O procedimento previsto no sistema de responsabilização por atos de improbidade administrativa passou por alterações. Nos termos da Lei nº 8.429/1992 — Improbidade Administrativa, em relação à indisponibilidade de bens, assinalar a alternativa CORRETA:
- A)Se houver mais de um réu na ação, a somatória dos valores declarados indisponíveis poderá superar o montante indicado na petição inicial como dano ao erário ou como enriquecimento ilícito.
Errada, porque a indisponibilidade não pode ultrapassar o limite necessário para garantir o ressarcimento ou a devolução do acréscimo ilícito, nem autoriza somatório acima do valor da inicial apenas por haver vários réus.
- B)É vedada a substituição da indisponibilidade de bens por caução idônea, a requerimento do réu.
Errada, pois a Lei de Improbidade admite a substituição da indisponibilidade por caução idônea, a requerimento do réu, justamente para evitar excesso cautelar.
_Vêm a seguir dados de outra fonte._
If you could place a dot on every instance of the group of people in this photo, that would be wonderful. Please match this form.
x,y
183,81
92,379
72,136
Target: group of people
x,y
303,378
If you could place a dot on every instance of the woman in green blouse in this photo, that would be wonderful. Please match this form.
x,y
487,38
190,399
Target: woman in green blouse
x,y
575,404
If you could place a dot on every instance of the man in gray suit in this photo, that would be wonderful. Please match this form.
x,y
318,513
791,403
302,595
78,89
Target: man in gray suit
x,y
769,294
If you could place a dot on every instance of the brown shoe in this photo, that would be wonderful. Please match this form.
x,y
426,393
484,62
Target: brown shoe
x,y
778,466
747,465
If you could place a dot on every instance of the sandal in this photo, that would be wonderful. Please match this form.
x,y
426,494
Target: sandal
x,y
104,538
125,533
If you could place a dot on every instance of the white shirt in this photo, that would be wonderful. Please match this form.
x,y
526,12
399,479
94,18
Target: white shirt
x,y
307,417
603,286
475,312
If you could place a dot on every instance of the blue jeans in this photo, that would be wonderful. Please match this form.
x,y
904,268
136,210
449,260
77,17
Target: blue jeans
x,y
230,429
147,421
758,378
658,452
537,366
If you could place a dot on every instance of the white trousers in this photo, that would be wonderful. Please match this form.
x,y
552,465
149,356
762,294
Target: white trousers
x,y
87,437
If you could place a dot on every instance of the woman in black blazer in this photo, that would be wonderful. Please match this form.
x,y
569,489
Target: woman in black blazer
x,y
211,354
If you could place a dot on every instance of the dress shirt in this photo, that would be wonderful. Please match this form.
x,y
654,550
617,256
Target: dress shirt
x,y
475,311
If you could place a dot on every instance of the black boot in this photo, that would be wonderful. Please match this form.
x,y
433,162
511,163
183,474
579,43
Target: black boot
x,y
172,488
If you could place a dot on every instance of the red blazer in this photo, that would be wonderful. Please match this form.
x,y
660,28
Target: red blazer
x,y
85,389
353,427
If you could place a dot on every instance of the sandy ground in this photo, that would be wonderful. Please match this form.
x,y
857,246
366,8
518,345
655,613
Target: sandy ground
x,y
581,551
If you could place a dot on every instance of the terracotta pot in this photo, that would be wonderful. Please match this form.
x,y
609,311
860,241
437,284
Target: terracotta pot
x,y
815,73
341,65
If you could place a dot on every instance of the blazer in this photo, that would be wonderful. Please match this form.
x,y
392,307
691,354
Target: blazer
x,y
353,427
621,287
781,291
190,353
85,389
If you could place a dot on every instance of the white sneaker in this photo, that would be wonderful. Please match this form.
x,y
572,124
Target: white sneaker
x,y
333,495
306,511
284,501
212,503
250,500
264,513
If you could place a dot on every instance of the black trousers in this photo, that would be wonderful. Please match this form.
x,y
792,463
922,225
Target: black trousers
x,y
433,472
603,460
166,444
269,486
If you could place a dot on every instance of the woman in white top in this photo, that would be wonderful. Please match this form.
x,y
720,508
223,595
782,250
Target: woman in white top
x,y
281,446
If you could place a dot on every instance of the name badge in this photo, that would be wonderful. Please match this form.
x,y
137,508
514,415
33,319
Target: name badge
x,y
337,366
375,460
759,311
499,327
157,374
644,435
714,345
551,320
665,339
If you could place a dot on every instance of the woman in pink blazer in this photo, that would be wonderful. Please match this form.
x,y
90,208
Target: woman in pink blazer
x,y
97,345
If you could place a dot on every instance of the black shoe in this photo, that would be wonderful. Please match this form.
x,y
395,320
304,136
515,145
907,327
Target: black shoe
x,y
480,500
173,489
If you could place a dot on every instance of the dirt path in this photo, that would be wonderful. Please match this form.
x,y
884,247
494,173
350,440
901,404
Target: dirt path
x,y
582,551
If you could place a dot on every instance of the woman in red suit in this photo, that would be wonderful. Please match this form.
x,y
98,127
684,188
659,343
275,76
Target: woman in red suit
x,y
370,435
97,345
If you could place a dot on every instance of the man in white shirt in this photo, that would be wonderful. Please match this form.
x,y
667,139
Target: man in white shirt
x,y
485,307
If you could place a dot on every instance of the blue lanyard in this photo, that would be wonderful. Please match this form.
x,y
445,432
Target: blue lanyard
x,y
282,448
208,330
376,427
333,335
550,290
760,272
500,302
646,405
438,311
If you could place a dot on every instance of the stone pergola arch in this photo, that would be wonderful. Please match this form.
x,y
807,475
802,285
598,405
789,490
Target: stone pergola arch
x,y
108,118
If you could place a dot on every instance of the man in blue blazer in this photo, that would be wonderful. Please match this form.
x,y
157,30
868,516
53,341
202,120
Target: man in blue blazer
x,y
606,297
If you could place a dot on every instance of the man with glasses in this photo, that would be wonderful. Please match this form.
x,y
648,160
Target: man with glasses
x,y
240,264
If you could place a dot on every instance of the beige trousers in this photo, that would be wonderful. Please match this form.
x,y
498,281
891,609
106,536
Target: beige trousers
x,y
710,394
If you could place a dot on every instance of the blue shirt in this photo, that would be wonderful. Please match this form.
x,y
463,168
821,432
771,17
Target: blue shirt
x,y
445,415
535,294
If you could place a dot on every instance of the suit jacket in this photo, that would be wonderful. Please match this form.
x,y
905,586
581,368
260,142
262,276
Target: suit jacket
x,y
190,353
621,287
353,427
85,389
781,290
- C)A indisponibilidade de bens de terceiro dispensa a demonstração da sua efetiva concorrência para os atos ilícitos apurados.
Errada, porque a constrição de bens de terceiro exige demonstração de sua efetiva participação ou concorrência no ato ilícito; não basta incluí-lo no polo sem esse vínculo.
- D)A ordem de indisponibilidade de bens deverá priorizar o bloqueio de contas bancárias.
Errada, porque a lei não impõe prioridade absoluta para bloqueio de contas bancárias; a medida deve recair sobre bens suficientes e pode observar a menor onerosidade e a efetividade da garantia.
- E)É vedada a decretação de indisponibilidade do bem de família do réu, salvo se comprovado que o imóvel seja fruto de vantagem patrimonial indevida.
Certa, porque o bem de família é protegido contra a indisponibilidade, salvo se ficar comprovado que o imóvel foi adquirido com vantagem patrimonial indevida decorrente do ato ímprobo.
Gabarito: E
Na improbidade administrativa, a indisponibilidade de bens serve para garantir o futuro ressarcimento ao erário ou a devolução do acréscimo patrimonial indevido. Depois das mudanças na Lei nº 8.429/1992, o juiz pode decretar essa medida, mas ela deve respeitar limites importantes: não é um bloqueio livre, automático e ilimitado. A ideia é segurar o suficiente para cobrir a responsabilidade, sem transformar a cautelar em punição antecipada. Um ponto clássico é o bem de família. A regra geral de proteção vem também da Lei nº 8.009/1990, que resguarda o imóvel residencial da entidade familiar. No sistema da improbidade, essa proteção continua valendo, e a indisponibilidade não deve atingir o bem de família, salvo quando houver demonstração de que o próprio imóvel foi adquirido com produto de vantagem patrimonial indevida. Em outras palavras: se a casa foi comprada com dinheiro sujo, ela perde a blindagem moral e jurídica. Por isso, a alternativa E está correta: o legislador preserva o bem de família como regra, mas abre exceção quando o bem é fruto do ilícito. A lógica é simples e bem cobrada em prova: proteção patrimonial existe, mas não serve para “lavar” o patrimônio ilícito. Se você memorizar essa dupla, já sai na frente: indisponibilidade é medida de garantia, não de castigo, e bem de família tem proteção forte, mas não absoluta quando nasce de vantagem indevida.